Part of the reason for this is that the Court’s current practice is to ensure that each and every beneficiary who objected to an earlier application (irrespective of its statutory basis) receives notice of the subsequent s84 application.
This can have a significant impact on the degree of opposition to the s84 application by reason of the broader notice requirements triggered by the Planning and Environment Act 1987 process. Under the planning permit process, each person who has the benefit of the covenant must receive written notice of an application to modify or remove a restrictive covenant.
In contrast, in a s84 application, notice is at the direction of the judge, but this is typically far narrower than direct notice to all beneficiaries.
In recent times, we have found that the Court directing written notice to more distant beneficiaries can have a significant impact on the conduct of the s84 application, by triggering the opposition of parties that might otherwise not have been involved in the s84 process, were it not for this broader notice obligation.
It is often thought that there is little downside in making a speculative application to modify a covenant via the Planning and Environment Act 1987 process, before commencing an application in the Supreme Court, because the only downside is the cost of advertising and a modest application fee. If our experience is anything to go by, there is an additional consequence to consider.
In April 2019, in Re: EAPE (Holdings) Pty Ltd  VSC 242, the Supreme Court found that when advancing a case for the modification of a single dwelling covenant, it is legitimate to say that the proposal for modification should be compared against a rooming house–an as-of-right land use arguably providing accommodation to the lowest end of the rental market.
This is potentially significant, because until this time, the comparator typically used in argument before the Court is a large single dwelling that would not need planning permission. In other words, applicants often argue:
– I can build this large house without modifying the covenant;
– given that my proposal for two or more dwellings is lower in impact than a large house, I should be allowed to modify the covenant for there is, relatively speaking, no substantial injury to beneficiaries by the covenant being so modified.

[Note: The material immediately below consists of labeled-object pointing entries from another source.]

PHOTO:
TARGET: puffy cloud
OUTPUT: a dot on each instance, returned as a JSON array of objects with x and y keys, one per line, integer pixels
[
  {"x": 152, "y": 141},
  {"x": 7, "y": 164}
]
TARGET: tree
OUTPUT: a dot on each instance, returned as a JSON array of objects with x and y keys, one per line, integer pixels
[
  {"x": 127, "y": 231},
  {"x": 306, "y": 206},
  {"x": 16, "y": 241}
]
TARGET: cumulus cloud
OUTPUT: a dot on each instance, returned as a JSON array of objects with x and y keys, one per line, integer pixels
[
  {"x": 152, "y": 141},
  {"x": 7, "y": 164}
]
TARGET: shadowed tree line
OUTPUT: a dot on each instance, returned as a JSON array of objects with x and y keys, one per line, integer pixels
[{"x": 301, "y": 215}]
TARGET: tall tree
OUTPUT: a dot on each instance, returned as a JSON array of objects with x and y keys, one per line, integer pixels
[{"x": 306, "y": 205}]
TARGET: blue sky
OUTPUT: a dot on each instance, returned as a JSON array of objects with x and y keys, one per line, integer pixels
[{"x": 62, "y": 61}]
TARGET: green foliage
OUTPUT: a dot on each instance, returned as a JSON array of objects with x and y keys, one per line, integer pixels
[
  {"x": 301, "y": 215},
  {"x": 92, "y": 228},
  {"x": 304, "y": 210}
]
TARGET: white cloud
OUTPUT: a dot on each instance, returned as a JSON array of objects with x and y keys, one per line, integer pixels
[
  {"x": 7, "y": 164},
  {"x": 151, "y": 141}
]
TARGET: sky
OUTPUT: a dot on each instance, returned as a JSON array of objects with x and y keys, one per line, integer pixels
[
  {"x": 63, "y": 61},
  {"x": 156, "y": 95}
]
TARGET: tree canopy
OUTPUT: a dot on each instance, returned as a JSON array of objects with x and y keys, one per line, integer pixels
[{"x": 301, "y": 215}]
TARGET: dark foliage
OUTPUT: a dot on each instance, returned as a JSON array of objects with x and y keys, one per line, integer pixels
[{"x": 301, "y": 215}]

Now, applicants before the Court can legitimately invite the court to compare the proposed modification with the impact that beneficiaries might experience if the land was instead developed and used as a rooming house, with the increased activity, noise and parking impacts that routinely accompany such uses.
In EAPE the Court placed considerable emphasis on the plaintiff’s apparently genuine intentions to pursue the rooming house option in the event the modification was not granted, but one can imagine judges in future cases simply being convinced that a rooming house was a reasonably likely outcome of its refusal to modify a covenant: see Prowse v Johnston  VSC 4 at 120.